I don’t watch Girls (or anything else with, from, or about Lena Dunham), but I was still interested in Silpa Kovvali’s take on Lena Dunham and privilege.
The clear implication is that Girls is an origin tale of sorts, chronicling what life was like for Dunham before she got it together and made it big. But in reality, Dunham and her castmates, all of comparable pedigree, are by and large playing characters far less privileged than they are. AtGirls‘s worst moments, the show veers dangerously close to mocking people poorer than her. Its most prominent theme — Hannah’s irresponsibility, laziness, and self-satisfaction — seems less a systemic critique of unpaid creative internships than an allegation that middle class kids who wish to pursue the same career paths as their upper class friends are spoiled and bratty. In a particularly grating scene, Hannah’s mother shrilly screams that she is cutting her daughter off because she wants a lake house. But it is simply good parenting for members of the middle class to steer their children away from fields that don’t promise a steady income. They don’t have the luxury of supporting their children forever, even if they’re willing to forego their desire to “sit by a fucking lake.”

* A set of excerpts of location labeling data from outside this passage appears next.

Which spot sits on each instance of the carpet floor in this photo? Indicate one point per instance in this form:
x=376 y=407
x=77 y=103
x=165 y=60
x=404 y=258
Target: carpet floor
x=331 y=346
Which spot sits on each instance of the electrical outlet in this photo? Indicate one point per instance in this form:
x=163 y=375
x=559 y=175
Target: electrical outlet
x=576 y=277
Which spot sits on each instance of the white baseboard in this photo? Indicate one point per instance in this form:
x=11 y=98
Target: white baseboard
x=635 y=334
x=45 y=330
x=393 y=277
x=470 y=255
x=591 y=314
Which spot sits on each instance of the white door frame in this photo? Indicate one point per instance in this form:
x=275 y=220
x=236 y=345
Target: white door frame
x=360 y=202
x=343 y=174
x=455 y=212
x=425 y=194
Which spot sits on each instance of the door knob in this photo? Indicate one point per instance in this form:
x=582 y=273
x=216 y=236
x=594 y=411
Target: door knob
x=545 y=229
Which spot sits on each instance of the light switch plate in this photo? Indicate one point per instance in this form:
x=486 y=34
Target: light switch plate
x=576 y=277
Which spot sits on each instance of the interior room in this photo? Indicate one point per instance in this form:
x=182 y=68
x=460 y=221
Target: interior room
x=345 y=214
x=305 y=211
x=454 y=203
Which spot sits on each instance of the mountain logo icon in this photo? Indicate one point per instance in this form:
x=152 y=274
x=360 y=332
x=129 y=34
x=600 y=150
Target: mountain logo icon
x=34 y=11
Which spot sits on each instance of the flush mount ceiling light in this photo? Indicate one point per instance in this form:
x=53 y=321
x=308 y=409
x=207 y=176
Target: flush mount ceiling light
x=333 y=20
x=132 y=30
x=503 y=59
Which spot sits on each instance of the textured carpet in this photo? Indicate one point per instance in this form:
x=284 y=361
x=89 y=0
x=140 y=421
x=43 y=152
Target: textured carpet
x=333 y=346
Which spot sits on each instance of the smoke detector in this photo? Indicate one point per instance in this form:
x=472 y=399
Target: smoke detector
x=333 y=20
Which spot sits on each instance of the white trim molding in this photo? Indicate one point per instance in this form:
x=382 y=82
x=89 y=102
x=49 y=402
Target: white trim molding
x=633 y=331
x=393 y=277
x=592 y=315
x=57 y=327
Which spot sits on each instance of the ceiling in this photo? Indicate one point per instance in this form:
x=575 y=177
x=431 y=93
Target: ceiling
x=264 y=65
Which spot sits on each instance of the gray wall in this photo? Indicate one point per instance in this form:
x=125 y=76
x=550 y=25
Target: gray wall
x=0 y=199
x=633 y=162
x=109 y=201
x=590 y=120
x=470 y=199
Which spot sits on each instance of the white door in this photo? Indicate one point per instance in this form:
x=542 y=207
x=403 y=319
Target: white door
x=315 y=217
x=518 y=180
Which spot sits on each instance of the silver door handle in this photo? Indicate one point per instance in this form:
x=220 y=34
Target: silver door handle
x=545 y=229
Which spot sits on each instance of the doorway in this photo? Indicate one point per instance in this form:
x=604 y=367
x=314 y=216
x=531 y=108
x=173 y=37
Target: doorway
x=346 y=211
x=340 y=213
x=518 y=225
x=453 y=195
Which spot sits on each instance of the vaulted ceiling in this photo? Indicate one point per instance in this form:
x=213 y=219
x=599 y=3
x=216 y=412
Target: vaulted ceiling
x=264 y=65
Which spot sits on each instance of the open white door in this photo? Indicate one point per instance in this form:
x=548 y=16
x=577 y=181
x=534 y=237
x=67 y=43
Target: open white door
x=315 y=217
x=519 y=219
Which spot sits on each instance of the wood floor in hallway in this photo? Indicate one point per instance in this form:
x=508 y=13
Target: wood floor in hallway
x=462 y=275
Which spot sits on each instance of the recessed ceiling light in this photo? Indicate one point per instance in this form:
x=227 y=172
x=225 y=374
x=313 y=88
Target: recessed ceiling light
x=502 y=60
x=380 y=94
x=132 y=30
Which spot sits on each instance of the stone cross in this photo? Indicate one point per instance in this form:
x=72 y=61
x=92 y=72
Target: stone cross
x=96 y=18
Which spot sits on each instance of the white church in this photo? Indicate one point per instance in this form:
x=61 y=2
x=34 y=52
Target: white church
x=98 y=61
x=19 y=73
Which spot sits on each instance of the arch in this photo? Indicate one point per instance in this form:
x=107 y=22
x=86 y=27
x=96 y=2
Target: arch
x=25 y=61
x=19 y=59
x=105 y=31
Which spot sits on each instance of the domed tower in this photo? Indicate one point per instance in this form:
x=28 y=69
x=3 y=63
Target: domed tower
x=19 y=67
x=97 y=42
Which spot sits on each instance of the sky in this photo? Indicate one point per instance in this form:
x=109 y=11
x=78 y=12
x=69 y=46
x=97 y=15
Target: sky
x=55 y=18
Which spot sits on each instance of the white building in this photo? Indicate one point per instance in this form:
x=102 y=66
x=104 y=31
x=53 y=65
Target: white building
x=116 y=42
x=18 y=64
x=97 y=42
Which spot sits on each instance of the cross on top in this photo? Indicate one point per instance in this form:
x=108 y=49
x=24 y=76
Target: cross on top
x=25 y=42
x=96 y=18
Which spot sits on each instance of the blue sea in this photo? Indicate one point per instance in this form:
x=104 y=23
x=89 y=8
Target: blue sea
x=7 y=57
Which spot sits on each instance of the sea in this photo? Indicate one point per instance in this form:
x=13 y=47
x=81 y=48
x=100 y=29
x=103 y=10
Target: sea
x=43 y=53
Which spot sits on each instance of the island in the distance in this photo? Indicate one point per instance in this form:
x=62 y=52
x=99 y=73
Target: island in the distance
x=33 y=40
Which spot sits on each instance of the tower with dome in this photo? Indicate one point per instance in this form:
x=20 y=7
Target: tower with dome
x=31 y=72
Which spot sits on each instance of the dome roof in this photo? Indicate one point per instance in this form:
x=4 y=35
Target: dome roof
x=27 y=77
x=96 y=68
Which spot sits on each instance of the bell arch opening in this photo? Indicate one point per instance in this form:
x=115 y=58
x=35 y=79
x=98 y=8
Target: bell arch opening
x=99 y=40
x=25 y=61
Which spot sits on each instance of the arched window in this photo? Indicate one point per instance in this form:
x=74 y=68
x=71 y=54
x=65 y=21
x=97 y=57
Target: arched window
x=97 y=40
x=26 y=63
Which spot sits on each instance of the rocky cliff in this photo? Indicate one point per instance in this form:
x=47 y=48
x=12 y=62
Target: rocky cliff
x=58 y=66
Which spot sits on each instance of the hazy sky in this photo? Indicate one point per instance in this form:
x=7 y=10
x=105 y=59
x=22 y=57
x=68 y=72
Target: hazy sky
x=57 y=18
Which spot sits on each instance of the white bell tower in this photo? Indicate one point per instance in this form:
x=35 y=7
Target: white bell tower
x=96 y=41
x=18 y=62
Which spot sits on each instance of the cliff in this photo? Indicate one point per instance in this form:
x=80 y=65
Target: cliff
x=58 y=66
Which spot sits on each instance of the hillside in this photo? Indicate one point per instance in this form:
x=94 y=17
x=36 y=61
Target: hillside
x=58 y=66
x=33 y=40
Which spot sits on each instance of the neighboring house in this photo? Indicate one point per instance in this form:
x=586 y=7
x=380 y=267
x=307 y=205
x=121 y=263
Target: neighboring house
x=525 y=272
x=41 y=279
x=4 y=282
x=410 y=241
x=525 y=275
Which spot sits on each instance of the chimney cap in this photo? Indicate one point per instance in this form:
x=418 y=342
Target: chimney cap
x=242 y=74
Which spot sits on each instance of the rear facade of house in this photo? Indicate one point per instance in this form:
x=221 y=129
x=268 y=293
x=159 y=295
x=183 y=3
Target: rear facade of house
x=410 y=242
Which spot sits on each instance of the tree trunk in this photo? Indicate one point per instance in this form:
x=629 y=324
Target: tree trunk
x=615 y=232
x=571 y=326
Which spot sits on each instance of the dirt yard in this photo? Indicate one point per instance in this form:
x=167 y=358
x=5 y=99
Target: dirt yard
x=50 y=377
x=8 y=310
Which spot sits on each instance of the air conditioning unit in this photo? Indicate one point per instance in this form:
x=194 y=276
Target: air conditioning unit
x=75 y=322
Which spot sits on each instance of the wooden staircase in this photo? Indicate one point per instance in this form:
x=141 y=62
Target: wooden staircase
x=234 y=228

Yet when asked about what distinguishes her from Hannah, Dunham shows no comprehension of the degree to which privilege can drive life choices. Frighteningly, she sees herself as less entitled than her on-screen counterpart, whose parents revoke their financial support in the series’s opening scene. “I’m sure that I’ve had some really unattractive, spoiled moments in my years, but I’ve never — that conversation that Hannah had has never happened to me, in large part because when I graduated from college, my parents let me live with them, but they made it really clear that they weren’t going to support any of my endeavors,” she told NPR. One wonders precisely what the starlet thinks supporting oneself means. The most glaring differences between Dunham and her character seem to be that she is far wealthier, better-connected, and has parents who live in Manhattan.
I’ve been reading more and more about privilege and class issues over the last couple of years, and this is one of the more interesting pieces I’ve read.